Les yeux de Mona, de Thomas Schlesser

Malgré ces exceptions, Henry faisait le constat affligeant que le temps de l’enfance est, par commodité, majoritairement imprégné d’objets futiles et laids. Et Mona n’échappait pas à la règle. La beauté, la vraie beauté artistique, n’entrait que clandestinement dans son quotidien. C’était absolument normal, notait Henry : l’affinement du goût, la construction de a sensibilité viendraient plus tard. A ceci près — et cette pensée l’étrangla — que Mona avait bien failli perdre la vue et que, si ses yeux s’éteignaient définitivement dans les jours, les semaines, les mois à venir, elle n’emporterait avec elle, dans les confins de sa mémoire, que le souvenir de choses clinquantes et vaines. Une vie entière dans le noir, à composer mentalement avec ce que le monde produit de pire, sans échappatoire pour les souvenirs ? C’était impossible. C’était terrifiant.

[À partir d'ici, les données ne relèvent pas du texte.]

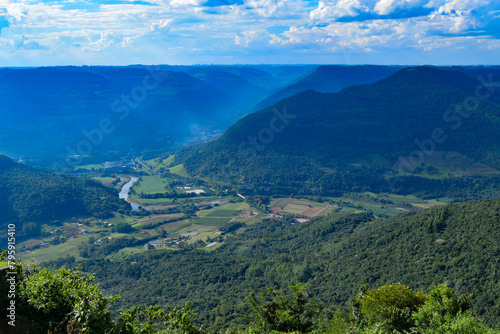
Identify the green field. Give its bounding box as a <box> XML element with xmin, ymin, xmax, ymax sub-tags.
<box><xmin>191</xmin><ymin>217</ymin><xmax>231</xmax><ymax>226</ymax></box>
<box><xmin>169</xmin><ymin>164</ymin><xmax>189</xmax><ymax>177</ymax></box>
<box><xmin>205</xmin><ymin>210</ymin><xmax>239</xmax><ymax>217</ymax></box>
<box><xmin>133</xmin><ymin>176</ymin><xmax>170</xmax><ymax>194</ymax></box>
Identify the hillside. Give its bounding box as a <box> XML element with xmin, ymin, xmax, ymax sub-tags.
<box><xmin>0</xmin><ymin>66</ymin><xmax>296</xmax><ymax>163</ymax></box>
<box><xmin>0</xmin><ymin>155</ymin><xmax>130</xmax><ymax>231</ymax></box>
<box><xmin>255</xmin><ymin>65</ymin><xmax>402</xmax><ymax>110</ymax></box>
<box><xmin>73</xmin><ymin>200</ymin><xmax>500</xmax><ymax>331</ymax></box>
<box><xmin>176</xmin><ymin>67</ymin><xmax>500</xmax><ymax>199</ymax></box>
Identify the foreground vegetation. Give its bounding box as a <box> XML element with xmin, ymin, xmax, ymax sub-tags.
<box><xmin>0</xmin><ymin>263</ymin><xmax>500</xmax><ymax>334</ymax></box>
<box><xmin>32</xmin><ymin>200</ymin><xmax>500</xmax><ymax>331</ymax></box>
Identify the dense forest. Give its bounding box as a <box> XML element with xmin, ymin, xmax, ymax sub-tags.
<box><xmin>39</xmin><ymin>200</ymin><xmax>500</xmax><ymax>330</ymax></box>
<box><xmin>175</xmin><ymin>67</ymin><xmax>500</xmax><ymax>200</ymax></box>
<box><xmin>0</xmin><ymin>155</ymin><xmax>130</xmax><ymax>231</ymax></box>
<box><xmin>0</xmin><ymin>260</ymin><xmax>500</xmax><ymax>334</ymax></box>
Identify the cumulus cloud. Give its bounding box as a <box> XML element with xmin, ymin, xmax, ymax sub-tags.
<box><xmin>0</xmin><ymin>0</ymin><xmax>500</xmax><ymax>65</ymax></box>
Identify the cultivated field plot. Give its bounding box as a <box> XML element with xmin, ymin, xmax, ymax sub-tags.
<box><xmin>269</xmin><ymin>198</ymin><xmax>328</xmax><ymax>218</ymax></box>
<box><xmin>205</xmin><ymin>210</ymin><xmax>238</xmax><ymax>217</ymax></box>
<box><xmin>300</xmin><ymin>206</ymin><xmax>326</xmax><ymax>218</ymax></box>
<box><xmin>133</xmin><ymin>176</ymin><xmax>169</xmax><ymax>194</ymax></box>
<box><xmin>139</xmin><ymin>213</ymin><xmax>182</xmax><ymax>226</ymax></box>
<box><xmin>191</xmin><ymin>217</ymin><xmax>231</xmax><ymax>226</ymax></box>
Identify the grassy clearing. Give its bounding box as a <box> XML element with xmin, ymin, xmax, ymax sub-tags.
<box><xmin>283</xmin><ymin>204</ymin><xmax>306</xmax><ymax>214</ymax></box>
<box><xmin>134</xmin><ymin>176</ymin><xmax>169</xmax><ymax>194</ymax></box>
<box><xmin>205</xmin><ymin>210</ymin><xmax>239</xmax><ymax>218</ymax></box>
<box><xmin>169</xmin><ymin>164</ymin><xmax>189</xmax><ymax>177</ymax></box>
<box><xmin>192</xmin><ymin>218</ymin><xmax>231</xmax><ymax>226</ymax></box>
<box><xmin>75</xmin><ymin>164</ymin><xmax>102</xmax><ymax>171</ymax></box>
<box><xmin>17</xmin><ymin>234</ymin><xmax>94</xmax><ymax>262</ymax></box>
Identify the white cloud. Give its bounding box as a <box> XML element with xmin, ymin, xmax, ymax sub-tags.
<box><xmin>0</xmin><ymin>0</ymin><xmax>500</xmax><ymax>66</ymax></box>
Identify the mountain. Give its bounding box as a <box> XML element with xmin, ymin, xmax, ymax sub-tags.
<box><xmin>255</xmin><ymin>65</ymin><xmax>402</xmax><ymax>110</ymax></box>
<box><xmin>176</xmin><ymin>67</ymin><xmax>500</xmax><ymax>200</ymax></box>
<box><xmin>0</xmin><ymin>155</ymin><xmax>130</xmax><ymax>228</ymax></box>
<box><xmin>82</xmin><ymin>200</ymin><xmax>500</xmax><ymax>330</ymax></box>
<box><xmin>0</xmin><ymin>66</ymin><xmax>282</xmax><ymax>162</ymax></box>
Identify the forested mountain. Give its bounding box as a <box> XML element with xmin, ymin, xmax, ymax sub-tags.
<box><xmin>176</xmin><ymin>67</ymin><xmax>500</xmax><ymax>199</ymax></box>
<box><xmin>0</xmin><ymin>155</ymin><xmax>130</xmax><ymax>228</ymax></box>
<box><xmin>73</xmin><ymin>200</ymin><xmax>500</xmax><ymax>331</ymax></box>
<box><xmin>255</xmin><ymin>65</ymin><xmax>402</xmax><ymax>110</ymax></box>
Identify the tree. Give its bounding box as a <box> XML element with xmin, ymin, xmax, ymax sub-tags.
<box><xmin>18</xmin><ymin>266</ymin><xmax>118</xmax><ymax>333</ymax></box>
<box><xmin>361</xmin><ymin>283</ymin><xmax>427</xmax><ymax>331</ymax></box>
<box><xmin>248</xmin><ymin>283</ymin><xmax>318</xmax><ymax>332</ymax></box>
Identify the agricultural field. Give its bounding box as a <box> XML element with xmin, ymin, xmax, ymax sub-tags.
<box><xmin>18</xmin><ymin>200</ymin><xmax>268</xmax><ymax>263</ymax></box>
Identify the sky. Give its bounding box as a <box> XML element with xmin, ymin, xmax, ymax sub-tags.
<box><xmin>0</xmin><ymin>0</ymin><xmax>500</xmax><ymax>67</ymax></box>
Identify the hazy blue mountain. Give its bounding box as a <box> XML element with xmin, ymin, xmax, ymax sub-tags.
<box><xmin>177</xmin><ymin>67</ymin><xmax>500</xmax><ymax>200</ymax></box>
<box><xmin>0</xmin><ymin>65</ymin><xmax>318</xmax><ymax>166</ymax></box>
<box><xmin>255</xmin><ymin>65</ymin><xmax>402</xmax><ymax>110</ymax></box>
<box><xmin>0</xmin><ymin>67</ymin><xmax>244</xmax><ymax>164</ymax></box>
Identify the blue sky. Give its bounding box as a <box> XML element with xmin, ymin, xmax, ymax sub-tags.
<box><xmin>0</xmin><ymin>0</ymin><xmax>500</xmax><ymax>66</ymax></box>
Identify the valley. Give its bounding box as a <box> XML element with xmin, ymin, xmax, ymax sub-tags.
<box><xmin>0</xmin><ymin>65</ymin><xmax>500</xmax><ymax>334</ymax></box>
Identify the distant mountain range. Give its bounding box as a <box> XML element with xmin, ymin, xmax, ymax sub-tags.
<box><xmin>0</xmin><ymin>66</ymin><xmax>309</xmax><ymax>166</ymax></box>
<box><xmin>176</xmin><ymin>67</ymin><xmax>500</xmax><ymax>200</ymax></box>
<box><xmin>255</xmin><ymin>65</ymin><xmax>403</xmax><ymax>110</ymax></box>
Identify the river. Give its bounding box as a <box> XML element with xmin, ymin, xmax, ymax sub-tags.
<box><xmin>118</xmin><ymin>176</ymin><xmax>140</xmax><ymax>211</ymax></box>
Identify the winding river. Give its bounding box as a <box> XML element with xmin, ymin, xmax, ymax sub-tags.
<box><xmin>118</xmin><ymin>176</ymin><xmax>140</xmax><ymax>211</ymax></box>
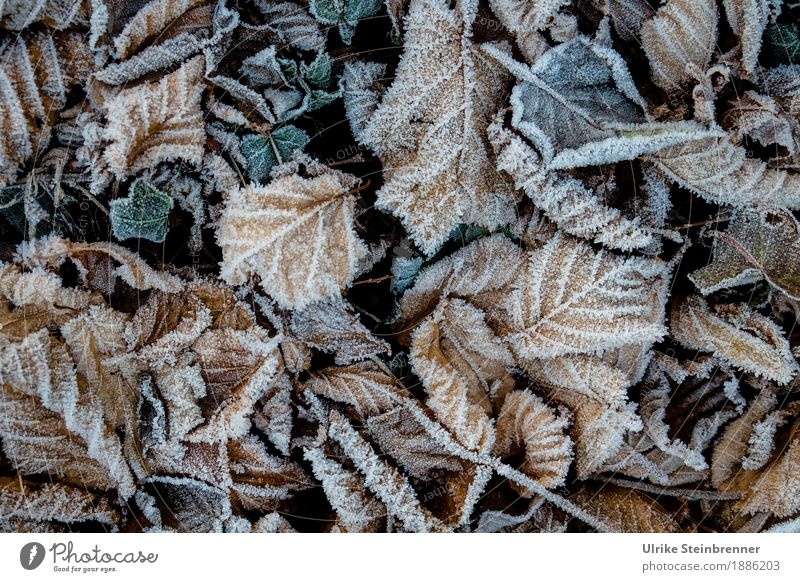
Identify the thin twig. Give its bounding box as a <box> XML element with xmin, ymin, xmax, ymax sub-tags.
<box><xmin>72</xmin><ymin>184</ymin><xmax>108</xmax><ymax>216</ymax></box>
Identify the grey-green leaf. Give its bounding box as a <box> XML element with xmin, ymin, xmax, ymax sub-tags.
<box><xmin>240</xmin><ymin>125</ymin><xmax>309</xmax><ymax>183</ymax></box>
<box><xmin>110</xmin><ymin>180</ymin><xmax>174</xmax><ymax>242</ymax></box>
<box><xmin>311</xmin><ymin>0</ymin><xmax>381</xmax><ymax>44</ymax></box>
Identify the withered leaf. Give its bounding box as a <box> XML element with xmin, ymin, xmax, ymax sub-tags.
<box><xmin>495</xmin><ymin>390</ymin><xmax>573</xmax><ymax>497</ymax></box>
<box><xmin>639</xmin><ymin>0</ymin><xmax>719</xmax><ymax>90</ymax></box>
<box><xmin>290</xmin><ymin>299</ymin><xmax>391</xmax><ymax>364</ymax></box>
<box><xmin>504</xmin><ymin>235</ymin><xmax>667</xmax><ymax>361</ymax></box>
<box><xmin>217</xmin><ymin>155</ymin><xmax>366</xmax><ymax>309</ymax></box>
<box><xmin>671</xmin><ymin>296</ymin><xmax>800</xmax><ymax>384</ymax></box>
<box><xmin>303</xmin><ymin>362</ymin><xmax>405</xmax><ymax>418</ymax></box>
<box><xmin>367</xmin><ymin>407</ymin><xmax>462</xmax><ymax>480</ymax></box>
<box><xmin>689</xmin><ymin>209</ymin><xmax>800</xmax><ymax>299</ymax></box>
<box><xmin>571</xmin><ymin>485</ymin><xmax>682</xmax><ymax>533</ymax></box>
<box><xmin>103</xmin><ymin>57</ymin><xmax>206</xmax><ymax>178</ymax></box>
<box><xmin>356</xmin><ymin>0</ymin><xmax>517</xmax><ymax>254</ymax></box>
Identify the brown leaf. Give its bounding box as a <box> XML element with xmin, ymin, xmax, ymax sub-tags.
<box><xmin>671</xmin><ymin>296</ymin><xmax>799</xmax><ymax>384</ymax></box>
<box><xmin>570</xmin><ymin>485</ymin><xmax>682</xmax><ymax>533</ymax></box>
<box><xmin>494</xmin><ymin>390</ymin><xmax>572</xmax><ymax>497</ymax></box>
<box><xmin>103</xmin><ymin>57</ymin><xmax>206</xmax><ymax>179</ymax></box>
<box><xmin>0</xmin><ymin>477</ymin><xmax>120</xmax><ymax>528</ymax></box>
<box><xmin>290</xmin><ymin>300</ymin><xmax>391</xmax><ymax>364</ymax></box>
<box><xmin>504</xmin><ymin>235</ymin><xmax>667</xmax><ymax>362</ymax></box>
<box><xmin>689</xmin><ymin>209</ymin><xmax>800</xmax><ymax>299</ymax></box>
<box><xmin>303</xmin><ymin>362</ymin><xmax>407</xmax><ymax>419</ymax></box>
<box><xmin>639</xmin><ymin>0</ymin><xmax>719</xmax><ymax>90</ymax></box>
<box><xmin>217</xmin><ymin>160</ymin><xmax>366</xmax><ymax>309</ymax></box>
<box><xmin>367</xmin><ymin>407</ymin><xmax>463</xmax><ymax>481</ymax></box>
<box><xmin>356</xmin><ymin>0</ymin><xmax>518</xmax><ymax>254</ymax></box>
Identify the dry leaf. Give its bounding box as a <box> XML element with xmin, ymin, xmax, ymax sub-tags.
<box><xmin>303</xmin><ymin>362</ymin><xmax>405</xmax><ymax>418</ymax></box>
<box><xmin>290</xmin><ymin>300</ymin><xmax>391</xmax><ymax>364</ymax></box>
<box><xmin>504</xmin><ymin>235</ymin><xmax>667</xmax><ymax>361</ymax></box>
<box><xmin>103</xmin><ymin>57</ymin><xmax>206</xmax><ymax>178</ymax></box>
<box><xmin>722</xmin><ymin>0</ymin><xmax>772</xmax><ymax>75</ymax></box>
<box><xmin>495</xmin><ymin>391</ymin><xmax>572</xmax><ymax>497</ymax></box>
<box><xmin>671</xmin><ymin>296</ymin><xmax>799</xmax><ymax>384</ymax></box>
<box><xmin>304</xmin><ymin>448</ymin><xmax>386</xmax><ymax>532</ymax></box>
<box><xmin>639</xmin><ymin>0</ymin><xmax>719</xmax><ymax>90</ymax></box>
<box><xmin>356</xmin><ymin>0</ymin><xmax>517</xmax><ymax>254</ymax></box>
<box><xmin>654</xmin><ymin>134</ymin><xmax>800</xmax><ymax>208</ymax></box>
<box><xmin>217</xmin><ymin>155</ymin><xmax>366</xmax><ymax>309</ymax></box>
<box><xmin>410</xmin><ymin>300</ymin><xmax>504</xmax><ymax>452</ymax></box>
<box><xmin>572</xmin><ymin>485</ymin><xmax>682</xmax><ymax>533</ymax></box>
<box><xmin>689</xmin><ymin>209</ymin><xmax>800</xmax><ymax>298</ymax></box>
<box><xmin>489</xmin><ymin>124</ymin><xmax>654</xmax><ymax>251</ymax></box>
<box><xmin>367</xmin><ymin>407</ymin><xmax>463</xmax><ymax>481</ymax></box>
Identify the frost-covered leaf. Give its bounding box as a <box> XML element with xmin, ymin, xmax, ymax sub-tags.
<box><xmin>489</xmin><ymin>0</ymin><xmax>569</xmax><ymax>62</ymax></box>
<box><xmin>114</xmin><ymin>0</ymin><xmax>211</xmax><ymax>59</ymax></box>
<box><xmin>329</xmin><ymin>410</ymin><xmax>439</xmax><ymax>532</ymax></box>
<box><xmin>145</xmin><ymin>475</ymin><xmax>231</xmax><ymax>533</ymax></box>
<box><xmin>570</xmin><ymin>485</ymin><xmax>682</xmax><ymax>533</ymax></box>
<box><xmin>671</xmin><ymin>296</ymin><xmax>800</xmax><ymax>384</ymax></box>
<box><xmin>654</xmin><ymin>134</ymin><xmax>800</xmax><ymax>209</ymax></box>
<box><xmin>711</xmin><ymin>390</ymin><xmax>778</xmax><ymax>487</ymax></box>
<box><xmin>722</xmin><ymin>0</ymin><xmax>774</xmax><ymax>75</ymax></box>
<box><xmin>356</xmin><ymin>0</ymin><xmax>517</xmax><ymax>254</ymax></box>
<box><xmin>608</xmin><ymin>0</ymin><xmax>656</xmax><ymax>42</ymax></box>
<box><xmin>762</xmin><ymin>22</ymin><xmax>800</xmax><ymax>65</ymax></box>
<box><xmin>310</xmin><ymin>0</ymin><xmax>381</xmax><ymax>44</ymax></box>
<box><xmin>227</xmin><ymin>435</ymin><xmax>312</xmax><ymax>502</ymax></box>
<box><xmin>217</xmin><ymin>155</ymin><xmax>366</xmax><ymax>309</ymax></box>
<box><xmin>290</xmin><ymin>300</ymin><xmax>391</xmax><ymax>364</ymax></box>
<box><xmin>689</xmin><ymin>209</ymin><xmax>800</xmax><ymax>298</ymax></box>
<box><xmin>0</xmin><ymin>0</ymin><xmax>89</xmax><ymax>30</ymax></box>
<box><xmin>0</xmin><ymin>330</ymin><xmax>135</xmax><ymax>497</ymax></box>
<box><xmin>0</xmin><ymin>31</ymin><xmax>92</xmax><ymax>185</ymax></box>
<box><xmin>304</xmin><ymin>448</ymin><xmax>386</xmax><ymax>532</ymax></box>
<box><xmin>494</xmin><ymin>391</ymin><xmax>572</xmax><ymax>497</ymax></box>
<box><xmin>103</xmin><ymin>57</ymin><xmax>206</xmax><ymax>178</ymax></box>
<box><xmin>304</xmin><ymin>362</ymin><xmax>406</xmax><ymax>418</ymax></box>
<box><xmin>742</xmin><ymin>401</ymin><xmax>800</xmax><ymax>470</ymax></box>
<box><xmin>342</xmin><ymin>61</ymin><xmax>386</xmax><ymax>143</ymax></box>
<box><xmin>0</xmin><ymin>477</ymin><xmax>119</xmax><ymax>528</ymax></box>
<box><xmin>109</xmin><ymin>180</ymin><xmax>174</xmax><ymax>242</ymax></box>
<box><xmin>486</xmin><ymin>37</ymin><xmax>716</xmax><ymax>169</ymax></box>
<box><xmin>504</xmin><ymin>236</ymin><xmax>667</xmax><ymax>360</ymax></box>
<box><xmin>640</xmin><ymin>0</ymin><xmax>719</xmax><ymax>90</ymax></box>
<box><xmin>17</xmin><ymin>236</ymin><xmax>182</xmax><ymax>293</ymax></box>
<box><xmin>547</xmin><ymin>388</ymin><xmax>642</xmax><ymax>479</ymax></box>
<box><xmin>398</xmin><ymin>234</ymin><xmax>527</xmax><ymax>329</ymax></box>
<box><xmin>367</xmin><ymin>407</ymin><xmax>463</xmax><ymax>480</ymax></box>
<box><xmin>525</xmin><ymin>348</ymin><xmax>632</xmax><ymax>404</ymax></box>
<box><xmin>0</xmin><ymin>263</ymin><xmax>100</xmax><ymax>340</ymax></box>
<box><xmin>489</xmin><ymin>124</ymin><xmax>655</xmax><ymax>250</ymax></box>
<box><xmin>744</xmin><ymin>422</ymin><xmax>800</xmax><ymax>517</ymax></box>
<box><xmin>410</xmin><ymin>299</ymin><xmax>513</xmax><ymax>452</ymax></box>
<box><xmin>254</xmin><ymin>0</ymin><xmax>325</xmax><ymax>51</ymax></box>
<box><xmin>639</xmin><ymin>375</ymin><xmax>708</xmax><ymax>471</ymax></box>
<box><xmin>722</xmin><ymin>91</ymin><xmax>800</xmax><ymax>154</ymax></box>
<box><xmin>240</xmin><ymin>125</ymin><xmax>309</xmax><ymax>183</ymax></box>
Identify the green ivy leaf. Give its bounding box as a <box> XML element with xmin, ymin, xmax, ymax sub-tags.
<box><xmin>311</xmin><ymin>0</ymin><xmax>382</xmax><ymax>44</ymax></box>
<box><xmin>764</xmin><ymin>23</ymin><xmax>800</xmax><ymax>65</ymax></box>
<box><xmin>300</xmin><ymin>53</ymin><xmax>332</xmax><ymax>89</ymax></box>
<box><xmin>241</xmin><ymin>125</ymin><xmax>309</xmax><ymax>183</ymax></box>
<box><xmin>110</xmin><ymin>180</ymin><xmax>174</xmax><ymax>242</ymax></box>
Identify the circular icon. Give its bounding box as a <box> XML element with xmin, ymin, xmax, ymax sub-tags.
<box><xmin>19</xmin><ymin>542</ymin><xmax>44</xmax><ymax>570</ymax></box>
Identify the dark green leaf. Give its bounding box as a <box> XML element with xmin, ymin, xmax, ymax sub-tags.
<box><xmin>110</xmin><ymin>180</ymin><xmax>174</xmax><ymax>242</ymax></box>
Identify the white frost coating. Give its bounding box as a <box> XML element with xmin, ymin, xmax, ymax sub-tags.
<box><xmin>329</xmin><ymin>411</ymin><xmax>439</xmax><ymax>531</ymax></box>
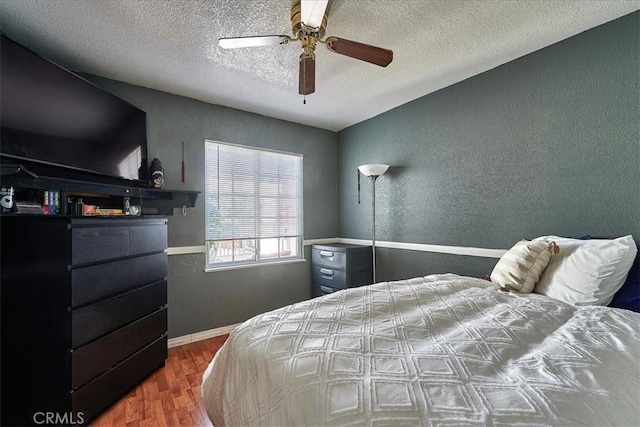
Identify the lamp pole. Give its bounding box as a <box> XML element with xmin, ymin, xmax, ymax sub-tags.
<box><xmin>370</xmin><ymin>175</ymin><xmax>380</xmax><ymax>283</ymax></box>
<box><xmin>358</xmin><ymin>164</ymin><xmax>389</xmax><ymax>283</ymax></box>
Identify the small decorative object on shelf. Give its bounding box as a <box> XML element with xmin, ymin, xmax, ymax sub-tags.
<box><xmin>149</xmin><ymin>158</ymin><xmax>164</xmax><ymax>188</ymax></box>
<box><xmin>0</xmin><ymin>187</ymin><xmax>13</xmax><ymax>213</ymax></box>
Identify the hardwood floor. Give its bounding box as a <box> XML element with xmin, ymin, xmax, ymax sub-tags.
<box><xmin>91</xmin><ymin>335</ymin><xmax>228</xmax><ymax>427</ymax></box>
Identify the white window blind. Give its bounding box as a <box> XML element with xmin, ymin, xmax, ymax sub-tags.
<box><xmin>205</xmin><ymin>141</ymin><xmax>303</xmax><ymax>268</ymax></box>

Mon mantra, en tout cas un de mes mantras, c’est cette phrase de Dostoïevski : « la beauté sauvera le monde« . D’où l’importance dans ma vie de l’art sous toutes ses formes. Aussi, lorsque j’ai entendu parler par hasard de ce roman, qui se veut une « initiation à la beauté et à la vie« , je n’ai pas pu résister.

De peur que Mona, dix ans, ne perde la vue sans connaître la vraie beauté, la beauté de l’art, son grand-père, féru d’histoire de l’art, décide de lui constituer un réservoir dans lequel elle pourra puiser si le pire arrive. Chaque semaine, il l’emmène dans un musée, contempler une œuvre d’art, une seule, mais pendant très longtemps. D’abord au Louvre, puis à Orsay, enfin à Beaubourg. Chaque œuvre constitue une leçon qui aide Mona à grandir.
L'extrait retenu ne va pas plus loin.